The extensive measures serve to detoxify and shift to a less capital-intensive business model. First, however, the company needs to have a little more money on hand to be able to carry out and finance the radical restructuring. Extraordinary value adjustments of 200 million Swiss francs must be made for existing projects. The claims and the success of legal disputes have been evaluated “in the past too optimistically”, it is said. According to the information, these are all projects that started before 2019, that is, still under the care of the old management. The goodwill must be written off at 30 million Swiss francs. The restructuring will cost around 60 million Swiss francs, which should save at least 50 million Swiss francs annually by 2023.

Almost nothing more equity

As a result of the restructuring, the already thin capital base is becoming even tighter. Given that the share capital is around 300 million Swiss francs, the share capital ratio in the current fiscal year will be just over 10% (end of June: 16.7%) and will violate the clauses on bank loans. Discussions with the lenders are currently underway, the CFO said. However, a capital increase is not necessary, added the CEO.

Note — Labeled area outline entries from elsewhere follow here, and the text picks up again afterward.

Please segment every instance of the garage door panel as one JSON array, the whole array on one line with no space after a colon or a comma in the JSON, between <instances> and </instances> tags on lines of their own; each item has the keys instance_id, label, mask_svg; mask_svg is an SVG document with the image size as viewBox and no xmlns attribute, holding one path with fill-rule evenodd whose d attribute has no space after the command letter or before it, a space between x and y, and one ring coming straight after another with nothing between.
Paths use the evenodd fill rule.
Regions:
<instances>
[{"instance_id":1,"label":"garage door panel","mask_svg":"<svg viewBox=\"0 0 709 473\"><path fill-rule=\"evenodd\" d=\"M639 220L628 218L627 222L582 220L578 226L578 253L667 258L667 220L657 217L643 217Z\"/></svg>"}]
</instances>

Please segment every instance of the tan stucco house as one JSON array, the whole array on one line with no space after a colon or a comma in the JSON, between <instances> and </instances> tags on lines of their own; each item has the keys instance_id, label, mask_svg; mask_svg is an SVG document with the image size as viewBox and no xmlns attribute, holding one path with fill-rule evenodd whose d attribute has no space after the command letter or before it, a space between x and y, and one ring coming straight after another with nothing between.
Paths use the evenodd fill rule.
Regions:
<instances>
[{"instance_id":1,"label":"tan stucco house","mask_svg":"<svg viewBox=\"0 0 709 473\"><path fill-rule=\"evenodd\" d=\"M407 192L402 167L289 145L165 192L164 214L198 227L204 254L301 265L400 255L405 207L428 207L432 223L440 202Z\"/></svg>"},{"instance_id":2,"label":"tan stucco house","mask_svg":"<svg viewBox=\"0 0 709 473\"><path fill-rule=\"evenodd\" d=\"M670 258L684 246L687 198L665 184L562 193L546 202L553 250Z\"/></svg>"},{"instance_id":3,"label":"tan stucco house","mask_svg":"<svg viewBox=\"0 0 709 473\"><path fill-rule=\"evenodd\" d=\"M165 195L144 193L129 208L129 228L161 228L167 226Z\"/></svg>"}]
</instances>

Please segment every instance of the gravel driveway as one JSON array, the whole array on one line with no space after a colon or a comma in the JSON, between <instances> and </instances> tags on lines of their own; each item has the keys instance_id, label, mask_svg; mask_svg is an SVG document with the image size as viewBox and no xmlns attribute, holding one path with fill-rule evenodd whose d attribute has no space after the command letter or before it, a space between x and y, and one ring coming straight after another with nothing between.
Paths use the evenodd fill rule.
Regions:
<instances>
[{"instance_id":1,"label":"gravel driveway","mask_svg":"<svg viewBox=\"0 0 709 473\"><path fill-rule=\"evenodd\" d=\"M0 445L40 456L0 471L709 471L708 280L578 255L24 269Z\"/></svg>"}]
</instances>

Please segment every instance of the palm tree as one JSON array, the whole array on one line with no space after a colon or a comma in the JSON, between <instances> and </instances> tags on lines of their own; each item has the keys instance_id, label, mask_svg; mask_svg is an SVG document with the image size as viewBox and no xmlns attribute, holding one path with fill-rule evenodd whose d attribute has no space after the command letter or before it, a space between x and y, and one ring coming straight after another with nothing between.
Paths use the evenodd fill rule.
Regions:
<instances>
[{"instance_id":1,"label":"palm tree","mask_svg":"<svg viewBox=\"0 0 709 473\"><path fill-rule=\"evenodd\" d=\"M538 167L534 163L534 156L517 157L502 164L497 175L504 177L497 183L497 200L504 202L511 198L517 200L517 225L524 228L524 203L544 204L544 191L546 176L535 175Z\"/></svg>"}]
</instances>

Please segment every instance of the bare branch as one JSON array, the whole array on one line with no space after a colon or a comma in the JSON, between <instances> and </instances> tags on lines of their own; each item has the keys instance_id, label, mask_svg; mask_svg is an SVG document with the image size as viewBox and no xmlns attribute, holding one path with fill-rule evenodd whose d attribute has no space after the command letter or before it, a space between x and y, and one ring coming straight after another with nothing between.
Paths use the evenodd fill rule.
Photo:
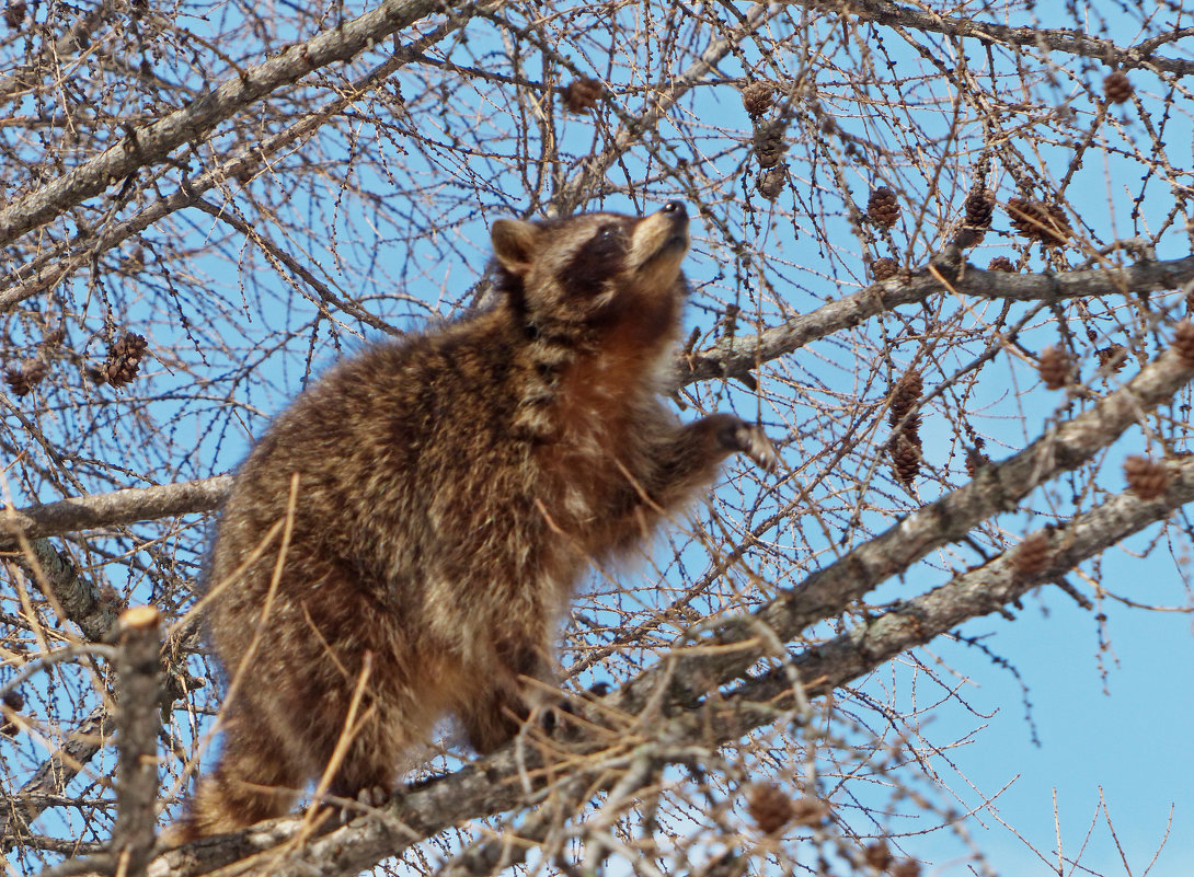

The reason for the battered balance sheet is the deficit caused by this year’s restructuring. A loss of CHF 70 million is expected at the Ebitda level. Losses due to the pandemic (temporary closure of works, additional hygiene measures, order cancellations) will burden this year’s bill in the expected range of 50 million Swiss francs. From a purely operational point of view, excluding all special costs, Ebitda will improve slightly to CHF 200 million (previous year: CHF 187 million).

Furthermore, Implenia’s management no longer wants to be measured by Ebitda targets, but by Ebit margin, that is, after deducting value adjustments and amortization. For next year the company plans to generate an operating profit at the EBIT level of at least CHF 100 million, which corresponds to a good 3% margin. On the previous basis (Ebitda) this would be around 5.5%. Implenia has been targeting an EBITDA margin of 6.5% for years, a goal it never achieved. Having removed all the contaminated sites, this should finally be feasible.